# Brakes won't stop squeaking.



## Bmack22 (Oct 10, 2020)

I have a 2017 Chevrolet Cruze Hatchback Premier and I can not for the life of me get my brakes to stop squeaking most of the time when I am braking. I have checked my Rotors and brake pads on all four tires and they were all perfectly fine. 
If anyone could help me, that would be appreciated. 

TIA!


----------



## Thebigzeus (Dec 2, 2018)

Bmack22 said:


> I have a 2017 Chevrolet Cruze Hatchback Premier and I can not for the life of me get my brakes to stop squeaking most of the time when I am braking. I have checked my Rotors and brake pads on all four tires and they were all perfectly fine.
> If anyone could help me, that would be appreciated.
> 
> TIA!


What kind are they and the brand?


----------



## Bmack22 (Oct 10, 2020)

Thebigzeus said:


> What kind are they and the brand?


They are the Stock GM ones that came on the car.


----------



## JLL (Sep 12, 2017)

Bmack22 said:


> They are the Stock GM ones that came on the car.


Do you live in a humid climate?


----------



## Bmack22 (Oct 10, 2020)

JLL said:


> Do you live in a humid climate?


No, I live in the lower area of Kentucky. It is hardly ever really humid here. It is getting colder though.


----------



## Ma v e n (Oct 8, 2018)

It's most likely just debris buildup on the pad edges or a little rock stuck in the brakes. Disassembly and cleaning will likely solve your concern.


----------



## Valpo Cruze (Feb 23, 2014)

Take the car out and rebed the brakes and see if that clears the squeal. You probably have a glazed spot on them. If not then live with it or replace them aftermarket. Dad had a cavalier that he went through 2 or 3 sets of dealer installed pads that always squealed until he went to Napa and bought his own


----------



## JLL (Sep 12, 2017)

Venomized262 said:


> Take the car out and rebed the brakes and see if that clears the squeal. You probably have a glazed spot on them. If not then live with it or replace them aftermarket. Dad had a cavalier that he went through 2 or 3 sets of dealer installed pads that always squealed until he went to Napa and bought his own


I agree. The pads and/or rotors are probably glazed.


----------



## Bmack22 (Oct 10, 2020)

I will try getting my Rotors resurfaced at my O'Reilly and see if that helps. If it doesn't, I will just get some new brake pads from them.


----------



## JLL (Sep 12, 2017)

Bmack22 said:


> I will try getting my Rotors resurfaced at my O'Reilly and see if that helps.
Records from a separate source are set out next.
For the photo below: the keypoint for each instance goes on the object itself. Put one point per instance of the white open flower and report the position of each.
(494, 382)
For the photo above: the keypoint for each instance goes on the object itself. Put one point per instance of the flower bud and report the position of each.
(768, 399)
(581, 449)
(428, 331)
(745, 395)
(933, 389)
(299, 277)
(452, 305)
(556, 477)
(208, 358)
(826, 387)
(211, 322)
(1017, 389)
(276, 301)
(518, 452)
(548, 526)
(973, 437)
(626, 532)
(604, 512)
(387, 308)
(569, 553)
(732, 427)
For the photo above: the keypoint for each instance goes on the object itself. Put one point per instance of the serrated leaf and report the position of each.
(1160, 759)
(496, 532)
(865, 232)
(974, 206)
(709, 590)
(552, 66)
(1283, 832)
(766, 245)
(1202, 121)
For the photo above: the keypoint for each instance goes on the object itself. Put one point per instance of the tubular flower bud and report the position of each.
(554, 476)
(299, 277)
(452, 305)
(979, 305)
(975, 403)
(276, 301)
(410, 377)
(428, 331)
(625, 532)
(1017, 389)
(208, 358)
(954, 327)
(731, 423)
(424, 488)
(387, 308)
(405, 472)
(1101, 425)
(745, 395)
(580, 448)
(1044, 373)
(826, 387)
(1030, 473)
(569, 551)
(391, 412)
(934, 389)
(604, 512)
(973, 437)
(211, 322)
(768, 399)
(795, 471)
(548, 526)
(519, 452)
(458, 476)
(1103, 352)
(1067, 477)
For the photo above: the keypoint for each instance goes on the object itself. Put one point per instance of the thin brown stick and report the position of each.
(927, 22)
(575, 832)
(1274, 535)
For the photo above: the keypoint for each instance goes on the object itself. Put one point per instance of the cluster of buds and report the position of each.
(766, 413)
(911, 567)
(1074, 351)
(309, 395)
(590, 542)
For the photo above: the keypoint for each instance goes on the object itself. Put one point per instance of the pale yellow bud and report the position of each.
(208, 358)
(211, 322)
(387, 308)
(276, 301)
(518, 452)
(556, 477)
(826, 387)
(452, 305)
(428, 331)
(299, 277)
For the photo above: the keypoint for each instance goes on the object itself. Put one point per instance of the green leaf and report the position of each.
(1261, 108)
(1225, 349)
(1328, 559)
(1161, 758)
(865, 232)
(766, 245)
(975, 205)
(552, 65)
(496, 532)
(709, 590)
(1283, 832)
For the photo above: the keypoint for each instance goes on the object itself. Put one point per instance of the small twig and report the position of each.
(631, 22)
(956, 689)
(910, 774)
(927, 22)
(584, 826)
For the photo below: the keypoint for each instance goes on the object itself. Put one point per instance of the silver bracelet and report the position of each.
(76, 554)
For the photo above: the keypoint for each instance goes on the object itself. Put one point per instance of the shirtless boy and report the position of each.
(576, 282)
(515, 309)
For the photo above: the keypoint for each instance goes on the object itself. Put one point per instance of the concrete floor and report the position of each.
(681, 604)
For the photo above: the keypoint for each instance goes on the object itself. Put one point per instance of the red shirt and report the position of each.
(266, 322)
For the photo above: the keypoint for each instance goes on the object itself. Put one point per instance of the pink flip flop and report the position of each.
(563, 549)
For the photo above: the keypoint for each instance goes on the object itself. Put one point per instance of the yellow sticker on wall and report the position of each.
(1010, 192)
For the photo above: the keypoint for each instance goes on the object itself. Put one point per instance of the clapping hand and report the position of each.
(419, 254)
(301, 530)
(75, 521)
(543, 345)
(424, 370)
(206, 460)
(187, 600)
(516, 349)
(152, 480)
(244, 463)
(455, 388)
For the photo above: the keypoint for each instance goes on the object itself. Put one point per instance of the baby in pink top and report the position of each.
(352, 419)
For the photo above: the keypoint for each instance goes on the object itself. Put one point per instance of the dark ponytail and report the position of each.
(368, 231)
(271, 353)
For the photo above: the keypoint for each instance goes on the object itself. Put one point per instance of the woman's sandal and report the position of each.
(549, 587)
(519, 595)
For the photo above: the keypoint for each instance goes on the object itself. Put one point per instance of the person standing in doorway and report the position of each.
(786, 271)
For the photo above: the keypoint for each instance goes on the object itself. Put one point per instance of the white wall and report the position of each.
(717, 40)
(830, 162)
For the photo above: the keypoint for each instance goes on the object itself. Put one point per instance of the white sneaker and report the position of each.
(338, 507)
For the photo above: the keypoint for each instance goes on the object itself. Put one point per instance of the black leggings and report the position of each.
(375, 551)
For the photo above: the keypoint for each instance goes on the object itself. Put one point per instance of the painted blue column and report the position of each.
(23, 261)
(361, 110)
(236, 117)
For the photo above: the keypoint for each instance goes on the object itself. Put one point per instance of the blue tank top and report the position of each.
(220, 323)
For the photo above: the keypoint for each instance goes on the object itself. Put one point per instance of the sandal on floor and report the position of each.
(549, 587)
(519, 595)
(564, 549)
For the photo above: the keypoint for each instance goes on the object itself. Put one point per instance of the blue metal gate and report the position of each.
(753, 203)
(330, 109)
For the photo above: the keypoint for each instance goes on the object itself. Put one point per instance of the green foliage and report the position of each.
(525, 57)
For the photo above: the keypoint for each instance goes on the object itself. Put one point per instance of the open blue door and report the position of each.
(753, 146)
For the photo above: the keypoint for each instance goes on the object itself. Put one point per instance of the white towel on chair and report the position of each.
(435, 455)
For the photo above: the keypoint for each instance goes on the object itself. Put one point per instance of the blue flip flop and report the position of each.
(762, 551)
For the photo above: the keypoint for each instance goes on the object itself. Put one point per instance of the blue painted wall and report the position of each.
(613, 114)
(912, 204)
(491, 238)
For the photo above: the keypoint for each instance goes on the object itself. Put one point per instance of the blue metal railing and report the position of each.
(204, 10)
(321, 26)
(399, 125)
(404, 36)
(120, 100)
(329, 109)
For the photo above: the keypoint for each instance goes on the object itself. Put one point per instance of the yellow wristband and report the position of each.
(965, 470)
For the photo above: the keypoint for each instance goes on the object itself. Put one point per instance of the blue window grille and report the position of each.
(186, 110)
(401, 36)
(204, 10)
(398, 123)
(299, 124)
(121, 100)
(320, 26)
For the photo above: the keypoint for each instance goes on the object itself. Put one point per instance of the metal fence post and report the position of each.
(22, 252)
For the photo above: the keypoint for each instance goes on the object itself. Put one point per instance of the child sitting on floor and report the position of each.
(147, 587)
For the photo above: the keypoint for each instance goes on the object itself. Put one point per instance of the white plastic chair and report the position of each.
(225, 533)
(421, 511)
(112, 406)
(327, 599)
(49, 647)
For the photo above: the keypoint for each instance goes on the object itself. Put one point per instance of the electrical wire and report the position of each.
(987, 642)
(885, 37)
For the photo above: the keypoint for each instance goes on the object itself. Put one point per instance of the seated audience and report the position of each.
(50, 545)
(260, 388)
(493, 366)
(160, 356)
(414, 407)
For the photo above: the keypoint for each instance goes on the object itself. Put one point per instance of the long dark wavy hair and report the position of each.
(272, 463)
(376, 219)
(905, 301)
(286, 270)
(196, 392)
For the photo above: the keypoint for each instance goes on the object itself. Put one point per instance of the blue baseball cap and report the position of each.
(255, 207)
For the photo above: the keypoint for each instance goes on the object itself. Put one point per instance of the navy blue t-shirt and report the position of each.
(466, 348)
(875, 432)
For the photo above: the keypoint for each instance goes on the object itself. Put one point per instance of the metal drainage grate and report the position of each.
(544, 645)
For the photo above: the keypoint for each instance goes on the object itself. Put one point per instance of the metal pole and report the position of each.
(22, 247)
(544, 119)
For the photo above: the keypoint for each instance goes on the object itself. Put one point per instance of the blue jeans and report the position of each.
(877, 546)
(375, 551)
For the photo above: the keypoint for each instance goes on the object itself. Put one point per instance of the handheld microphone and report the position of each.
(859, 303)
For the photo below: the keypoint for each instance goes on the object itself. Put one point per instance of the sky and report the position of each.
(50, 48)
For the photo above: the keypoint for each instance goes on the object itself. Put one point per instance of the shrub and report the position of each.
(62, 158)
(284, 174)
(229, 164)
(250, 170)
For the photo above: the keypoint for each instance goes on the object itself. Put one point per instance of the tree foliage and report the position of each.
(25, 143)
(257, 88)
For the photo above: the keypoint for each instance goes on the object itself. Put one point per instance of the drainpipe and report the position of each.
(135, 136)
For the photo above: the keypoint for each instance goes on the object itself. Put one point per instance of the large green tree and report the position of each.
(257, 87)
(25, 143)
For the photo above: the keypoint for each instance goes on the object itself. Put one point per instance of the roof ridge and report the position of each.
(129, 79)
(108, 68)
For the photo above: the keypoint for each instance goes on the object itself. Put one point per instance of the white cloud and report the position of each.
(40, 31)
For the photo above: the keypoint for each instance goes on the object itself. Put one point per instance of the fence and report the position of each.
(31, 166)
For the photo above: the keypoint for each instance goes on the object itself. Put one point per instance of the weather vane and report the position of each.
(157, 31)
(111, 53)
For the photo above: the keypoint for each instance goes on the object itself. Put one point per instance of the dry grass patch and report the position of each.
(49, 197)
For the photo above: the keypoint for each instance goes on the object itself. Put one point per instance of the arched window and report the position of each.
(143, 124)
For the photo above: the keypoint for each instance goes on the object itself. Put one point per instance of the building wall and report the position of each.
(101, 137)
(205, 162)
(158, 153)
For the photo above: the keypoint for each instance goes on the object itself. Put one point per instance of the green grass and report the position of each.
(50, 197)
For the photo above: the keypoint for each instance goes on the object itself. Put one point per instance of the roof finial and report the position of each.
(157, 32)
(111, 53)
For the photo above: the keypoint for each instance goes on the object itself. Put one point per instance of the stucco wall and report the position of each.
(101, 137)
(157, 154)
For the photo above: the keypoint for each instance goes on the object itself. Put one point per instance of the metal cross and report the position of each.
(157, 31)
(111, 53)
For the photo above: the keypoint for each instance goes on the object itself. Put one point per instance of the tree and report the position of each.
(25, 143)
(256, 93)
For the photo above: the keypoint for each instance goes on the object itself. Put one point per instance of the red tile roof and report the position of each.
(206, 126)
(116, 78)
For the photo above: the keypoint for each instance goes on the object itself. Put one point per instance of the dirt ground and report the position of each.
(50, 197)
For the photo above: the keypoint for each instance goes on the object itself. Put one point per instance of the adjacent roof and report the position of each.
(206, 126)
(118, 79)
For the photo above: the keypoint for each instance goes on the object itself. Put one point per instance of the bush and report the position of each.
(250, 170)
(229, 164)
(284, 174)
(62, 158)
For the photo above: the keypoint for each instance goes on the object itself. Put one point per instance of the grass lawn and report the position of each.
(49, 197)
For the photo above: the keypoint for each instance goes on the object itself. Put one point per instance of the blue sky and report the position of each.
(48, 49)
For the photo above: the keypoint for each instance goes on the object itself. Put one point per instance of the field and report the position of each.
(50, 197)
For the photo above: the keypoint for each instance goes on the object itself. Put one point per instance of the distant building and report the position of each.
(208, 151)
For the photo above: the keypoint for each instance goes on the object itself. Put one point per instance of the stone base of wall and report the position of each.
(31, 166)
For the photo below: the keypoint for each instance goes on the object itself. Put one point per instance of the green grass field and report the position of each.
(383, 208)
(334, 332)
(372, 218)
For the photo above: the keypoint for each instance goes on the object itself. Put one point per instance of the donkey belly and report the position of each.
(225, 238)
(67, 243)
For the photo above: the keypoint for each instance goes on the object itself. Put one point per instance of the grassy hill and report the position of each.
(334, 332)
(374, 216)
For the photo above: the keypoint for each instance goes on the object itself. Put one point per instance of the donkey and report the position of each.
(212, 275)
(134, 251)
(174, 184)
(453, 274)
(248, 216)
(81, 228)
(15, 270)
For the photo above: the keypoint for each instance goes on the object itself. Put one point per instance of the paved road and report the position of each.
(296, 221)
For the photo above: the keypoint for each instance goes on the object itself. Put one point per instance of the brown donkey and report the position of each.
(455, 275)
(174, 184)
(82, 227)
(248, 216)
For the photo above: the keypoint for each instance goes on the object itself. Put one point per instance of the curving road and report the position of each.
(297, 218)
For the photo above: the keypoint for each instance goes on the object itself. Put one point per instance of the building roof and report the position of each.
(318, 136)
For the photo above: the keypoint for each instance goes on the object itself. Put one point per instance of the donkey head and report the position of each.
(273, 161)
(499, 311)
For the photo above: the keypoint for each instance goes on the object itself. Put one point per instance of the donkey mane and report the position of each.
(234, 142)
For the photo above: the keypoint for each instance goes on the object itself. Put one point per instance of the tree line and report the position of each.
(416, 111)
If it doesn't, I will just get some new brake pads from them.


In my experience, the act of resurfacing rotors encourages brake noise after a couple hundred miles and decreasing braking performance compared to new rotors. It does save money but that's the only positive that I've experienced from it.


----------



## Bmack22 (Oct 10, 2020)

Well, they shouldn't have to be rebedded I wouldn't think. It may just be the rotors because is still has the stock ones on it from when the car was bought back in 2017. I just bought it back in May.


----------



## JLL (Sep 12, 2017)

Bmack22 said:


> Well, they shouldn't have to be rebedded I wouldn't think. It may just be the rotors because is still has the stock ones on it from when the car was bought back in 2017. I just bought it back in May.


What brand and quality of brake pads did you buy? I'm assuming you replaced the hardware?

Normally, the only way you get rid of all or the friction material noise for a decent amount of time is to replace with Quality Pads, Hardware, and Quality Rotors.


----------